Consolidated memories can return to a labile state if they are reactivated by unpredictable reminders. To persist, active memories must be re-stabilized through a process known as reconsolidation. Although there is consistent behavioral evidence about this process in humans, the retrieval process of reconsolidated memories remains poorly understood. In this context, one fundamental question is whether the same or different neurophysiological mechanisms are involved in retrieval of consolidated and reconsolidated memories. Because it has been demonstrated that the exposure to the reconsolidation process may restructure and strengthen memories, we hypothesized distinct neurophysiological patterns during retrieval of reconsolidated memories. In addition, we hypothesized that interfering with the reconsolidation process using a new learning can prevent these neurophysiological changes. To test it, consolidated, reconsolidated and declarative memories whose reconsolidation process was interfered (i.e., picture-word pairs) were evaluated in humans in an old/new associative recall task while the brain activity and the pupillary response were recorded using electroencephalography and eyetracking. Our results showed that retrieval of reconsolidated memories elicits specific patterns of brain activation, characterized by an earlier peak latency and a smaller magnitude of the left parietal ERP old/new effect compared to memories that were only consolidated or whose reconsolidation process was interfered by a new learning.
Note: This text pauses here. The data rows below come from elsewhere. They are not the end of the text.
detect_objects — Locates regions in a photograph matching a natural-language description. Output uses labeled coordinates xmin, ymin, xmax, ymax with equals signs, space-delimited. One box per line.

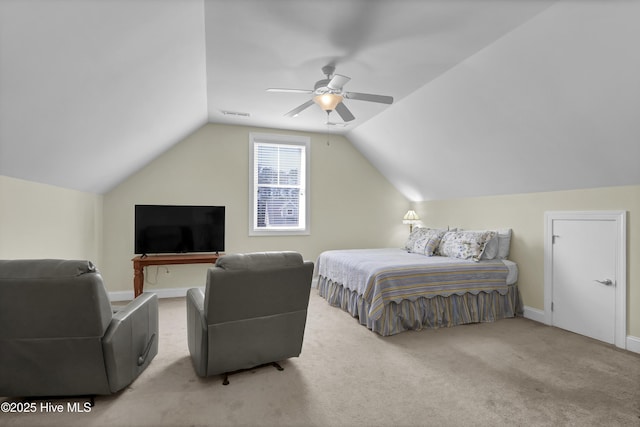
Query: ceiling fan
xmin=267 ymin=65 xmax=393 ymax=122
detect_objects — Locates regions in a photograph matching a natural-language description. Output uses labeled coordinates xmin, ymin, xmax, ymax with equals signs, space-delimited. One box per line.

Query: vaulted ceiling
xmin=0 ymin=0 xmax=640 ymax=200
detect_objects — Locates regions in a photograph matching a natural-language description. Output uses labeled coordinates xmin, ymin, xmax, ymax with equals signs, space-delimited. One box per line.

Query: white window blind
xmin=250 ymin=134 xmax=308 ymax=235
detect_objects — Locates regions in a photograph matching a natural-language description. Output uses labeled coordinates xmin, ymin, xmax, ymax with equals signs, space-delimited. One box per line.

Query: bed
xmin=316 ymin=229 xmax=521 ymax=336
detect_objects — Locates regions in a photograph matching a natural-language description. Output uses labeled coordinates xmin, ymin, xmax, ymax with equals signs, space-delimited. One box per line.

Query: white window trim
xmin=249 ymin=132 xmax=311 ymax=236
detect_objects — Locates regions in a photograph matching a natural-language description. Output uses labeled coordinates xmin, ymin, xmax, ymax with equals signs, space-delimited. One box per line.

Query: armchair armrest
xmin=102 ymin=293 xmax=158 ymax=393
xmin=187 ymin=288 xmax=209 ymax=377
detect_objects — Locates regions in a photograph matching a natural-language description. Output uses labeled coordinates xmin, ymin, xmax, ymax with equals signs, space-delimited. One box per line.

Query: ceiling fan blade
xmin=336 ymin=102 xmax=355 ymax=122
xmin=267 ymin=87 xmax=313 ymax=93
xmin=285 ymin=99 xmax=313 ymax=117
xmin=327 ymin=74 xmax=351 ymax=90
xmin=344 ymin=92 xmax=393 ymax=104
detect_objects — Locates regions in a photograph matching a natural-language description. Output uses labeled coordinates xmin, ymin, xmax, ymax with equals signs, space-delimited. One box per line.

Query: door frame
xmin=544 ymin=210 xmax=627 ymax=349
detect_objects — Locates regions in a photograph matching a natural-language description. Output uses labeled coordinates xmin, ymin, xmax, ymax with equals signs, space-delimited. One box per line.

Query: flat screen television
xmin=135 ymin=205 xmax=225 ymax=255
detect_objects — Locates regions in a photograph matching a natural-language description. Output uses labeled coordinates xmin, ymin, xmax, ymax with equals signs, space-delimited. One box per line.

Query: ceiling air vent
xmin=221 ymin=110 xmax=250 ymax=117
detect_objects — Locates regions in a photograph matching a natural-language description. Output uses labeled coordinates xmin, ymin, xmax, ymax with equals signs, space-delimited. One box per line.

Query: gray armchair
xmin=0 ymin=259 xmax=158 ymax=397
xmin=187 ymin=252 xmax=313 ymax=384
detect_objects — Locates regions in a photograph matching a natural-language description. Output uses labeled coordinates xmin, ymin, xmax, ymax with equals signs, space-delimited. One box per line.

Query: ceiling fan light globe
xmin=313 ymin=93 xmax=343 ymax=111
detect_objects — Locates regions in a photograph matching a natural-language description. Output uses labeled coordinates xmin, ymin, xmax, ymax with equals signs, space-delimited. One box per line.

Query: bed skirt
xmin=318 ymin=276 xmax=522 ymax=336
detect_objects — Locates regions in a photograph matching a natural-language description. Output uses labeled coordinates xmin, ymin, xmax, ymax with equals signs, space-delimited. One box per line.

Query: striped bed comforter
xmin=316 ymin=248 xmax=508 ymax=320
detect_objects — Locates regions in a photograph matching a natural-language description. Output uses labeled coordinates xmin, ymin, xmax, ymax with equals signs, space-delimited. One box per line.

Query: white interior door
xmin=545 ymin=212 xmax=626 ymax=348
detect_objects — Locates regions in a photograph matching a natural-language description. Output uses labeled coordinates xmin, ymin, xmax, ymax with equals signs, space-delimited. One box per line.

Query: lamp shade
xmin=402 ymin=209 xmax=420 ymax=224
xmin=313 ymin=93 xmax=343 ymax=111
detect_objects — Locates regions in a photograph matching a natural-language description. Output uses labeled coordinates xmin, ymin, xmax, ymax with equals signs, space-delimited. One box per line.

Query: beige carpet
xmin=0 ymin=289 xmax=640 ymax=426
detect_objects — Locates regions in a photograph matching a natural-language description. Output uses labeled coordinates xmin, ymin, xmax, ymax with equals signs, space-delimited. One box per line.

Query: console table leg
xmin=133 ymin=267 xmax=144 ymax=298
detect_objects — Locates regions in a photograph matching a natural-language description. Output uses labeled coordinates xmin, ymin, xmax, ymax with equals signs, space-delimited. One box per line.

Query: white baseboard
xmin=627 ymin=335 xmax=640 ymax=353
xmin=522 ymin=305 xmax=544 ymax=323
xmin=522 ymin=306 xmax=640 ymax=353
xmin=109 ymin=286 xmax=197 ymax=301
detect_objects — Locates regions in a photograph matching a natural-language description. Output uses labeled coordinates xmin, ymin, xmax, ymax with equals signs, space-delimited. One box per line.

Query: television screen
xmin=135 ymin=205 xmax=225 ymax=255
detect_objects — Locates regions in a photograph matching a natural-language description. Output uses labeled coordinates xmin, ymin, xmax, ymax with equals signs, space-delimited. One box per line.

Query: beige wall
xmin=0 ymin=176 xmax=102 ymax=265
xmin=101 ymin=124 xmax=409 ymax=291
xmin=415 ymin=186 xmax=640 ymax=337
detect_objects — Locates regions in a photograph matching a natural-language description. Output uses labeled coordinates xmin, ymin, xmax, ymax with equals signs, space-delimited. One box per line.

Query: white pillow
xmin=409 ymin=228 xmax=445 ymax=256
xmin=480 ymin=232 xmax=500 ymax=259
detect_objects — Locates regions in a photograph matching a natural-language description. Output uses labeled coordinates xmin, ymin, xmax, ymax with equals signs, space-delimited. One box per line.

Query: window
xmin=249 ymin=133 xmax=309 ymax=236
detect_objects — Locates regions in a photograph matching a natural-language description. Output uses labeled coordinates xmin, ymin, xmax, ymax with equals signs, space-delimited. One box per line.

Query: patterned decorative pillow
xmin=437 ymin=230 xmax=496 ymax=261
xmin=409 ymin=228 xmax=446 ymax=256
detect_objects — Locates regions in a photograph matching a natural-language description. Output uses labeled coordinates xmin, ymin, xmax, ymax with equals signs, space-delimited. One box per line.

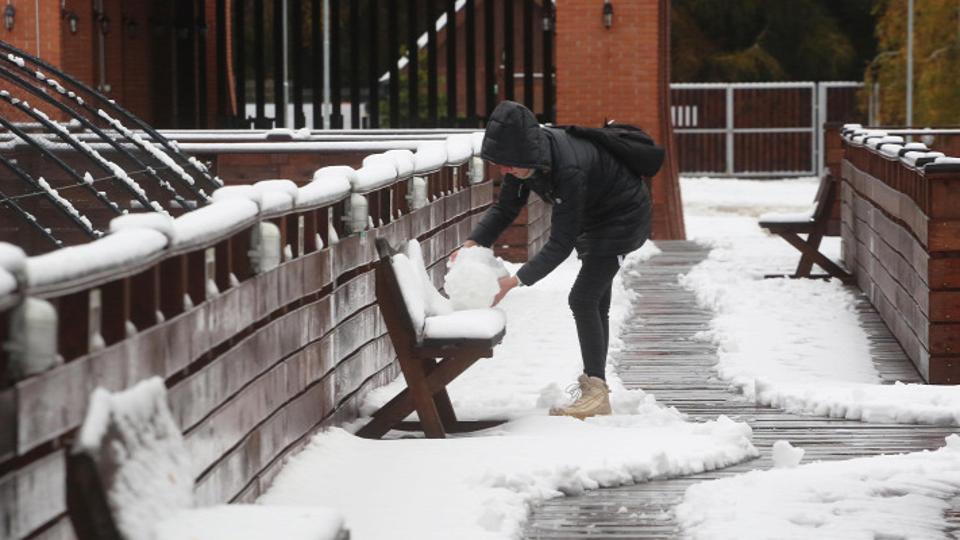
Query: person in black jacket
xmin=464 ymin=101 xmax=651 ymax=419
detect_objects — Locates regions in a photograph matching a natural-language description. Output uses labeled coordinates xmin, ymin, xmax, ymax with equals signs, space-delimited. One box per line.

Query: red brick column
xmin=557 ymin=0 xmax=686 ymax=239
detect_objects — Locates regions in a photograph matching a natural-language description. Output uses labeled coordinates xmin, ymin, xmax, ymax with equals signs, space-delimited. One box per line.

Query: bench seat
xmin=757 ymin=172 xmax=853 ymax=283
xmin=156 ymin=504 xmax=347 ymax=540
xmin=357 ymin=238 xmax=507 ymax=439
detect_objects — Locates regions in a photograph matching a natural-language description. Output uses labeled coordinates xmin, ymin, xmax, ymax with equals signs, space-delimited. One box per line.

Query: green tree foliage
xmin=671 ymin=0 xmax=875 ymax=82
xmin=864 ymin=0 xmax=960 ymax=125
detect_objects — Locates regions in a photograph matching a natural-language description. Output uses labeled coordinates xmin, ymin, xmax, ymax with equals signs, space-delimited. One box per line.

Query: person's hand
xmin=450 ymin=240 xmax=477 ymax=262
xmin=493 ymin=276 xmax=520 ymax=306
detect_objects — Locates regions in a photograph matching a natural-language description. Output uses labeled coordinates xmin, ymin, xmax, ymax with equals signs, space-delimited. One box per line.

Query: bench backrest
xmin=376 ymin=238 xmax=453 ymax=349
xmin=67 ymin=377 xmax=194 ymax=540
xmin=812 ymin=172 xmax=837 ymax=224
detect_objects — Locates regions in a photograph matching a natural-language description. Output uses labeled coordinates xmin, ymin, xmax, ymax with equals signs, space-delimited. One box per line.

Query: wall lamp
xmin=94 ymin=11 xmax=110 ymax=35
xmin=63 ymin=11 xmax=80 ymax=34
xmin=3 ymin=4 xmax=17 ymax=32
xmin=123 ymin=15 xmax=140 ymax=37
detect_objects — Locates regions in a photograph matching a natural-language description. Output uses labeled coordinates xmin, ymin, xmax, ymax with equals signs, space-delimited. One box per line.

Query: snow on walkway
xmin=681 ymin=178 xmax=960 ymax=425
xmin=676 ymin=435 xmax=960 ymax=540
xmin=259 ymin=246 xmax=756 ymax=540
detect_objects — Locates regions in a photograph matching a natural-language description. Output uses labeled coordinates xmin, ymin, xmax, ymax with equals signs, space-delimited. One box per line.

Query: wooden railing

Moreover, our results demonstrated that only retrieval of reconsolidated memories is associated with a late reversed mid-frontal effect in a 600-690 time window. Complementarily, memories that were reactivated showed an earlier peak latency of the pupil old/new effect compared to non-reactivated memories. These findings support the idea that reconsolidation has an important impact in how memories are retrieved in the future, showing that retrieval of reconsolidated memories is partially supported by specific brain mechanisms.